Wikiversity:Fellow-Programm Freies Wissen/Einreichungen/Systematic modelling and correction of biases in user generated content on social media

Aus Wikiversity
Zur Navigation springen Zur Suche springen

Systematic modelling and correction of biases in user generated content on social media[Bearbeiten]



User generated content (UGC) in social media now plays a paramount role in various studies. Its usefulness is depicted across numerous now-casting and forecasting applications ranging from disruptive event detection [1], understanding the city dynamics [2] to elections result prediction [5]. Furthermore, UGC has streamlined analysis that otherwise would be infeasible or time consuming. However, these analyses have led to wrong conclusions in some cases [3]. Besides the problems in methodology, a major source for these errors are the strong biases [4] present in the UGC. Considerable amount of research have focused on identification of these biases. For example, Mislove et al. [6] calculated the demographics of Twitter users, Hecht and Stephens [7] studied the urban biases, to point out a few. However, limited research has been done on understanding the effect of these biases and furthermore on correcting for these biases. [8] and [9] are two notable studies in this regard.

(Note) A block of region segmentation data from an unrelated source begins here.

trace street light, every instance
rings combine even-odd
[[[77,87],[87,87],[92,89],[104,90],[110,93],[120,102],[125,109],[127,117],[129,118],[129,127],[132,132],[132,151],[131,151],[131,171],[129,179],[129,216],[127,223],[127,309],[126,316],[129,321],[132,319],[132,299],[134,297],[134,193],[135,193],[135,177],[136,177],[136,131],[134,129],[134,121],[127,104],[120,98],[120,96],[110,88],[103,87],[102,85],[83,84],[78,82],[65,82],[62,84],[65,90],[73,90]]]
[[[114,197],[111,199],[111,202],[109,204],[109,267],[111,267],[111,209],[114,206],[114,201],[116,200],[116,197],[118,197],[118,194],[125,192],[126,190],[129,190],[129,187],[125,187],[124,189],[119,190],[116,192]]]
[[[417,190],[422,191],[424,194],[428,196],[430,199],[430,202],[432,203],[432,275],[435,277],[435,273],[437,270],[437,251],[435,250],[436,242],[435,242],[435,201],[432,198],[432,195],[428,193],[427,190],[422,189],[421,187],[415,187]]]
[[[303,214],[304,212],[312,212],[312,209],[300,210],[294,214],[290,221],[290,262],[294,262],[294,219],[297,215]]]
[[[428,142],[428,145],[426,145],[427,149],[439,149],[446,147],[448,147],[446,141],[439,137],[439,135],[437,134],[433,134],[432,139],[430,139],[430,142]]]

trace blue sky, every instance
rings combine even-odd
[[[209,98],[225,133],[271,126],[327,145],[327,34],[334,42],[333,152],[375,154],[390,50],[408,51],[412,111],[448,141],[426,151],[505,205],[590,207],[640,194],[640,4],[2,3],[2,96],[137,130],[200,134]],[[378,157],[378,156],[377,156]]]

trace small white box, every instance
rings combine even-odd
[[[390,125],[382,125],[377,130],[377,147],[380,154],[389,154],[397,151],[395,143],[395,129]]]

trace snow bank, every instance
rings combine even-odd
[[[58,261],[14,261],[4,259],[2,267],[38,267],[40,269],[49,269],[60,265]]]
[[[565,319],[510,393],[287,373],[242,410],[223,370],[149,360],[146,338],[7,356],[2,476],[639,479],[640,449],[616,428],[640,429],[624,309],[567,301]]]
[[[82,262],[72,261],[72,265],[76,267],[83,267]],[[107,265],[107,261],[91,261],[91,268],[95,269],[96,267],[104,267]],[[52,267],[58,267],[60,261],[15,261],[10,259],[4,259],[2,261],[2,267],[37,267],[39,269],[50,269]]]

The primary goal of this project is to bridge this gap and determine large scale computationally accurate model for the biases in social media data. Thus developing more culturally-aware algorithms and systems. In future, modelling of these biases will allow for now-casting and forecasting techniques on wider language and culturally varied data-sets. However, the impact of this work is dependent on the availability of open access data and methods.

Role of open science in my work[Bearbeiten]

In general, reproducibility is a core pillar of science. Unless the research is reproducible, its credibility and importance is significantly diminished. However, reproducibility is also one of the great challenges faced by the science today. The problem of reproducibility varies greatly across the fields, and so does the solutions. But in any case, providing the data and methods as open access is a fundamental step towards credible and reliable science. Since this work can be broadly recognised as a correction step on top of various forecasting and now-casting applications, its usefulness will be strictly judged by the impact it creates on other research. And its success and potential will depend upon availability of open access data and methods.


  1. Alsaedi, N., Burnap, P., & Rana, O. (2017). Can we predict a riot? disruptive event detection using twitter. ACM Transactions on Internet Technology (TOIT), 17(2), 18.
  2. Cranshaw, J., Schwartz, R., Hong, J. I., & Sadeh, N. (2012). The livehoods project: Utilizing social media to understand the dynamics of a city.
  3. Gayo-Avello, D. (2012). No, you cannot predict elections with Twitter. IEEE Internet Computing, 16(6), 91-94.
  4. Ruths, D., & Pfeffer, J. (2014). Social media for large studies of behavior. Science, 346(6213), 1063-1064.
  5. Tumasjan, A., Sprenger, T. O., Sandner, P. G., & Welpe, I. M. (2010). Predicting elections with twitter: What 140 characters reveal about political sentiment. Icwsm, 10(1), 178-185.
  6. Mislove, A., Lehmann, S., Ahn, Y. Y., Onnela, J. P., & Rosenquist, J. N. (2011). Understanding the Demographics of Twitter Users. ICWSM, 11, 5th.
  7. Hecht, B. J., & Stephens, M. (2014). A Tale of Cities: Urban Biases in Volunteered Geographic Information. ICWSM, 14, 197-205.
  8. Johnson, I., McMahon, C., Schöning, J., & Hecht, B. (2017, May). The Effect of Population and. In Proceedings of the 2017 CHI Conference on Human Factors in Computing Systems (pp. 1167-1178). ACM.
  9. Johnson, I. L., Sengupta, S., Schöning, J., & Hecht, B. (2016, May). The geography and importance of localness in geotagged social media. In Proceedings of the 2016 CHI Conference on Human Factors in Computing Systems (pp. 515-526). ACM.